Since the ChatterBaits are devices that are primarily focused on making a series of coordinated vibrations in the water, we have to really learn how to understand these vibrations as we begin to reel after casting.
There is a general understanding that using a heavy rod can break the ChatterBait experience. Understanding the vibrations of the lure is crucial, and on a rod meant to handle very large fish you ultimately won’t be able to feel any of these often subtle but important vibrations.
So be sure that you are using a light-medium to light rod-type when you are using a ChatterBait. Not only will the fight be more fun with a lighter rod, the lighter the rod, the easier it is to feel the unique vibrations of the lure underwater after each cast.
NOTE: I would suggest using a light-medium rod as it allows you take more easily catch larger bass than some than is purely a light rod.
Braid or Line?
The next topic we’ll discuss is what will work better with our Chatterbait setup, braided line, or standard fishing line. The general consensus with most amateurs and professionals alike is that there really is no clear winner between the two, and it really just comes down to user preference.
With this issue you may hear people really subjectively analyze their own experiences, and if you do listen to a professional talk more in depth about their preference just make sure that they aren’t sponsored and are just promoting certain products!
So with this frequently asked question, just be sure to see what you like. Some people seem to have success with braided line because they say it vibrates more, and other claim that this extra vibration is actually a negative rather than a positive.
And since the braided vs. standard line argument is generally subjective, let’s just say that it can really ultimately depend on the individual fishing scenario and/or user preference: so there’s really no “right” answer. And that’s okay.

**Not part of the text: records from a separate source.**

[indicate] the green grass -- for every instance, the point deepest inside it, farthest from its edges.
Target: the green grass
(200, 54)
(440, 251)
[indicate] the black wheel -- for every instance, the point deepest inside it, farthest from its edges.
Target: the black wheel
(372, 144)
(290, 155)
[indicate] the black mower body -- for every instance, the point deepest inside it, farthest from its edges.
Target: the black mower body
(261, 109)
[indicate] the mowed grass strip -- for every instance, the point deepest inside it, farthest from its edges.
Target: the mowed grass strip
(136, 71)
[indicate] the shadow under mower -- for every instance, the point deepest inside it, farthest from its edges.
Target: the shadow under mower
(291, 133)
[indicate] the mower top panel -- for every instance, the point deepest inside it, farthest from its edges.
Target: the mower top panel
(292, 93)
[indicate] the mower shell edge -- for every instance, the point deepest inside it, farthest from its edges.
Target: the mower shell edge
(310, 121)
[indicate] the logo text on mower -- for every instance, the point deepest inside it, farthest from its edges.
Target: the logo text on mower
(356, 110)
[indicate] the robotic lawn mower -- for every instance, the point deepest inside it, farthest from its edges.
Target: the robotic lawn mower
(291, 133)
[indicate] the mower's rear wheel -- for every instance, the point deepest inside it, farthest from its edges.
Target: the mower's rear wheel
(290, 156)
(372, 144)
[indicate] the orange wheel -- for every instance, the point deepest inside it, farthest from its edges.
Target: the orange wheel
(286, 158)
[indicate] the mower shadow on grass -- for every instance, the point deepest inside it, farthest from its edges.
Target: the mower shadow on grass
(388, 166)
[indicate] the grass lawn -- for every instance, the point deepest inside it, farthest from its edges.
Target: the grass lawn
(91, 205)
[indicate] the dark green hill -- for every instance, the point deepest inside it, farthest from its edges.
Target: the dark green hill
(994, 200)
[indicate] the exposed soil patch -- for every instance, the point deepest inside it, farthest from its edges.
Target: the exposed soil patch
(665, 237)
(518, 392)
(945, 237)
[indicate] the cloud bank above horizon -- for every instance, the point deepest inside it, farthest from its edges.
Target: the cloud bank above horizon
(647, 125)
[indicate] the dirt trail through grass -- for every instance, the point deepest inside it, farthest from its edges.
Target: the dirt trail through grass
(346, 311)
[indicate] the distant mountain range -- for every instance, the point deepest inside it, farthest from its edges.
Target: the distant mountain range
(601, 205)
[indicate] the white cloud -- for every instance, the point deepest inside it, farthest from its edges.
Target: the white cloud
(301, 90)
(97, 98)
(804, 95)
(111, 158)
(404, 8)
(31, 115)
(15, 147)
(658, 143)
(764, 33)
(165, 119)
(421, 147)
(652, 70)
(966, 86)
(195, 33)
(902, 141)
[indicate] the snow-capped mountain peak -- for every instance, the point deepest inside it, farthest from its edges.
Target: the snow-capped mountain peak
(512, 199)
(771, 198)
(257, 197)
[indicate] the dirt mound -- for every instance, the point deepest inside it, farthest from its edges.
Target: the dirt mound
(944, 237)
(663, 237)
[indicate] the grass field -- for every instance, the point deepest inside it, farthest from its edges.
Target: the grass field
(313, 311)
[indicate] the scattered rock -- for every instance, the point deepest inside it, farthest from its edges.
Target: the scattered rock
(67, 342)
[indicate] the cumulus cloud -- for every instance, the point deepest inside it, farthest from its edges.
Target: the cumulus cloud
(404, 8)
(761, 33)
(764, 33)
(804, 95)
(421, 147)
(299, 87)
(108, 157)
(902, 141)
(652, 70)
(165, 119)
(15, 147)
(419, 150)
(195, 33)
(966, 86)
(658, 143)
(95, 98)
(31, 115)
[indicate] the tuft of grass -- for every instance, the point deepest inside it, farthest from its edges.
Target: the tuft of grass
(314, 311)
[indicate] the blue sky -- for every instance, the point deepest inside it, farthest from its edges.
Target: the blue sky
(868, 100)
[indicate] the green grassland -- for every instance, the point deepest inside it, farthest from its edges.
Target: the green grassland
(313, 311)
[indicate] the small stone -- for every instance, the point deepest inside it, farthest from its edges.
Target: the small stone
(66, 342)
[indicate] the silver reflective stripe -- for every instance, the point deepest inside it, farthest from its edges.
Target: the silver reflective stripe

Conclusion and Final Notes:
All in all the ChatterBait is a great type of lure that you should add to your tackle arsenal. Its versatility is almost incomparable, and adding some ChatterBait setups to your regular tackle rotation will certainly help you become a better, more professional angler.
You will find that once you really learn how to correctly understand how to use a ChatterBaits they will become a consistent part of your tackle, and ultimately they’ll really begin to add depth to your fishing style as a whole.
NOTE: There is a reason why the professionals use ChatterBaits, and I’m sure that you will understand why when you create your ideal set up and start throwing a Chatterbait today!